Wednesday, December 26, 2007


I have been thinking about a couple resolutions that I really want to stick with in 2008 and have come up with a way to make it happen. Lifehacker had a great article recently about how Jerry Seinfeld used a wall calendar to prompt himself to write daily. I'll give you a link at the bottom of this post -- but stay with me for a moment. The main idea of the calendar is to put an X or a checkmark or color the box in and keep a chain of marked days for as long as you can. A more recent post revisited Jerry and featured a spreadsheet for 2008 that you can check off as you go
(again, the link will follow).

If you have the self dicsipline to carry it off alone, great; but my experience has been that if the habit I'm trying to establish becomes boring, inconveinient or too hard I can rationalize my way out of it. On the other hand, we've all probalbly read numerous times that the best way to change a habit is to get someone else involved so there will be some accountability. Here is your chance.

Even when I wasn't employed by Google I was a huge fan of their products. Now, with the disclaimer out of the way: Google Docs is the perfect place to put the Seinfeldian calendar to use because I can share the documents with whoever I want, be it a friend, my two brothers-in-law or the world.

Here's how I'm going to use it: I've created an example spreadsheet that you can see HERE. As I make it through a day where I've accomplished the goal for my resolution, I'll fill in the box for that day with a Fill Color. Feel free to copy the data and paste it into your own spreadsheet, download the one that Lifehacker recomends or you can make your own and share it in Google Docs.

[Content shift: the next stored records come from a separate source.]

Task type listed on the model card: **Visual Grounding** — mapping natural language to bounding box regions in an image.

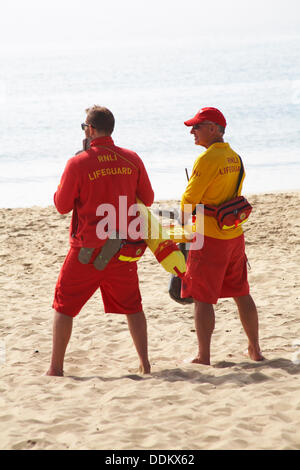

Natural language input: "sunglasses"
[81,122,95,131]
[193,122,213,131]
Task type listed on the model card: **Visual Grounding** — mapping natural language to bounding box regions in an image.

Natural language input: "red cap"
[184,108,226,127]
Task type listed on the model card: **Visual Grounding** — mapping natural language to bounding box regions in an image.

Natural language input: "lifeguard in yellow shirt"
[181,107,264,365]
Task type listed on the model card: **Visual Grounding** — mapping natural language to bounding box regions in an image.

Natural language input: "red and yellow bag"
[204,157,252,230]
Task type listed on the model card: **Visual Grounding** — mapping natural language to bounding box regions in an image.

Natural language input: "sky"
[0,0,300,51]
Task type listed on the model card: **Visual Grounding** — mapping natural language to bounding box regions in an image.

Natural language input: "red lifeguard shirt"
[54,137,154,248]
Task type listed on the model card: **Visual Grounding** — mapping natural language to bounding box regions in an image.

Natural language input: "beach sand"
[0,192,300,450]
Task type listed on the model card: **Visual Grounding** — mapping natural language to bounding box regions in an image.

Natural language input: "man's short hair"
[217,124,225,135]
[86,105,115,135]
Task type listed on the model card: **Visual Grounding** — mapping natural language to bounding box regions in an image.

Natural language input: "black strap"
[236,155,245,195]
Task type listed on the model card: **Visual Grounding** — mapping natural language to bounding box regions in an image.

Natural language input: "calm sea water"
[0,37,300,207]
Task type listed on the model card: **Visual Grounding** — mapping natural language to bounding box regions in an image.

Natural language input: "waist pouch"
[204,196,252,230]
[116,240,147,262]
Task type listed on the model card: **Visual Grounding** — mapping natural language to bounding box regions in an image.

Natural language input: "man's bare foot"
[190,356,210,366]
[139,363,151,374]
[248,346,265,361]
[45,367,64,377]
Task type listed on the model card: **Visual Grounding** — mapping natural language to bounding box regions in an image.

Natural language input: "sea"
[0,35,300,208]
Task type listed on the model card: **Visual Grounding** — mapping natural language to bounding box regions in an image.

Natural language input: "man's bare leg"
[192,300,215,365]
[46,311,73,376]
[234,295,264,361]
[126,312,151,374]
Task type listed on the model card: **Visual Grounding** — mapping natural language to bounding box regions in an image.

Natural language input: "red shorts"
[52,248,142,317]
[181,235,249,304]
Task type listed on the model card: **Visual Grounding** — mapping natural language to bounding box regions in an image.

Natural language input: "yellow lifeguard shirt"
[181,142,245,240]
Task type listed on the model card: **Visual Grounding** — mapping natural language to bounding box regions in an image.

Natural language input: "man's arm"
[54,157,79,214]
[136,161,154,206]
[180,157,216,225]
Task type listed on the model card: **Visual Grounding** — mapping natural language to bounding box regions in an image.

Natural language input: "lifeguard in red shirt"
[47,106,154,375]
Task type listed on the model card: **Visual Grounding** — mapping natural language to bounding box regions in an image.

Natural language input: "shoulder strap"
[236,155,245,195]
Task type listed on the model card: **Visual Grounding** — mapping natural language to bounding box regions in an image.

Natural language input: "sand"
[0,192,300,450]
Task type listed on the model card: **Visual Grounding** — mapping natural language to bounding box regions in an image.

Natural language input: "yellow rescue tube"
[137,199,186,277]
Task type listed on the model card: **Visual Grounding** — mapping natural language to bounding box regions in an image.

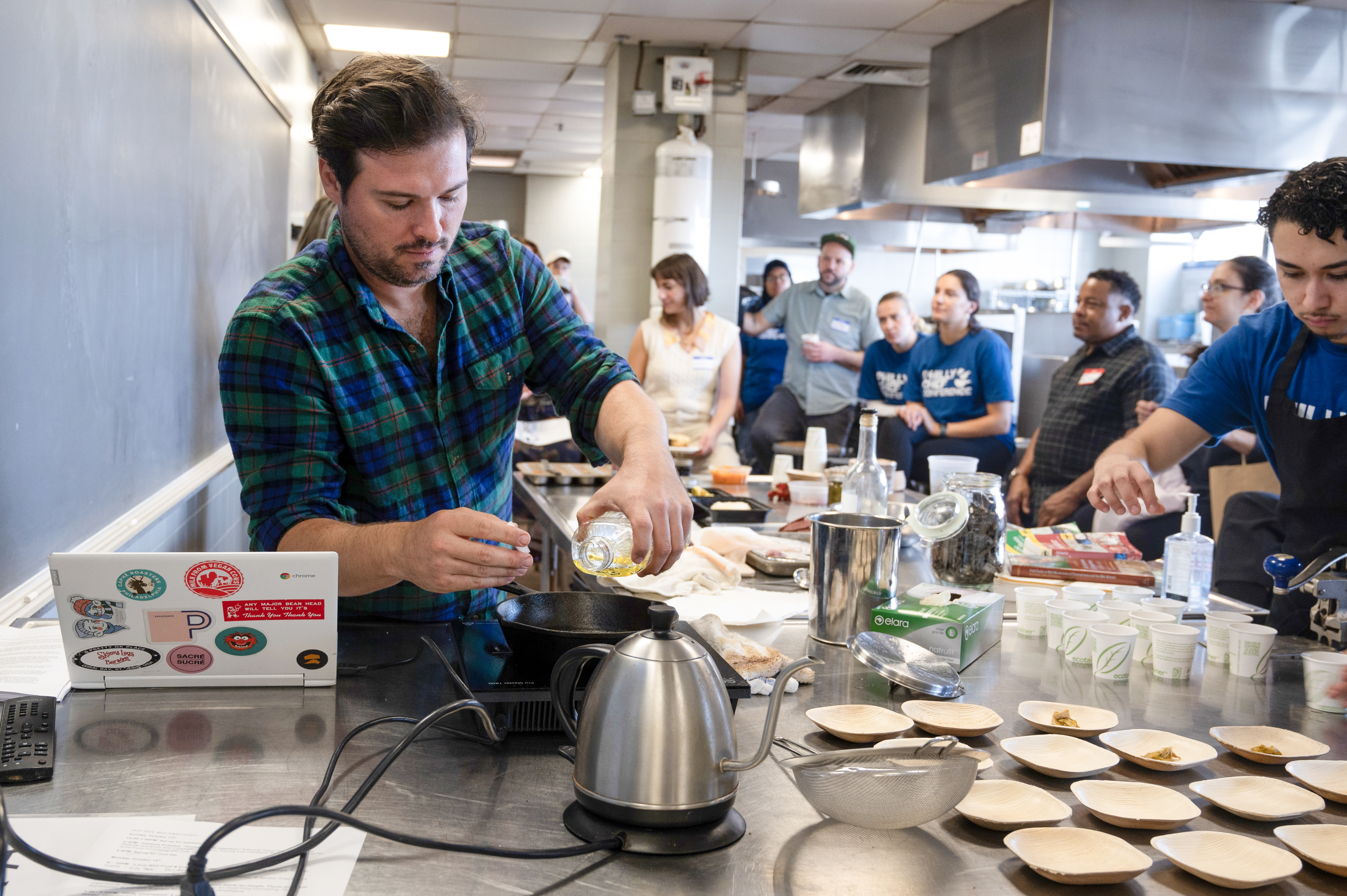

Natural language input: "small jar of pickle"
[571,511,651,577]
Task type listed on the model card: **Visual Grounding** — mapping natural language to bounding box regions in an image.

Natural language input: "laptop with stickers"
[47,551,337,690]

So, want to make sure you read the Bible, exercise, spend 10 minutes on your finances, do something nice for someone else or accomplish some other positive activity every day? Create and share the spreadsheet. Want to mark off the days that you don't practice the habit that you're trying to quit (like watching TV more than an hour a day, etc.)? Create and share the spreadsheet. The nice thing about sharing the data is that you never know if the person you're including will be checking up on you or not. If you decide to quit and delete the sheet, they'll be able to bug you about it.

Give it a try. Do your best to keep the chain of marked days going and make sure you include someone to encourage you on the path.

Lifehacker article: Jerry Seinfeld's Productivity Secret

Lifehacker link to spreadsheet: The 2008 Compact Calendar Now Available

My Google Docs example: Resolutions


Noah said...

I've brought up my spreadsheet before. I don't know that I really have any resolutions as far as riding is concerned. I've found that resolving to do something that I wouldn't otherwise do actually devalues that behavior.

My spreadsheet exists so I can keep track of what I'm doing. It's public and linked from my blog to keep me accountable. Accountable for what? Accountable for not lying about my mileage and accountable for keeping it up to date, mostly.

Noah said...

Psst. Your calendar is still empty, so you're either failing at your goals, or forgot about the calendar. :P

Warren T said...

Naw, that is just a template I used as an example. I've copied it to a few other spreadsheets and am keeping those up to date.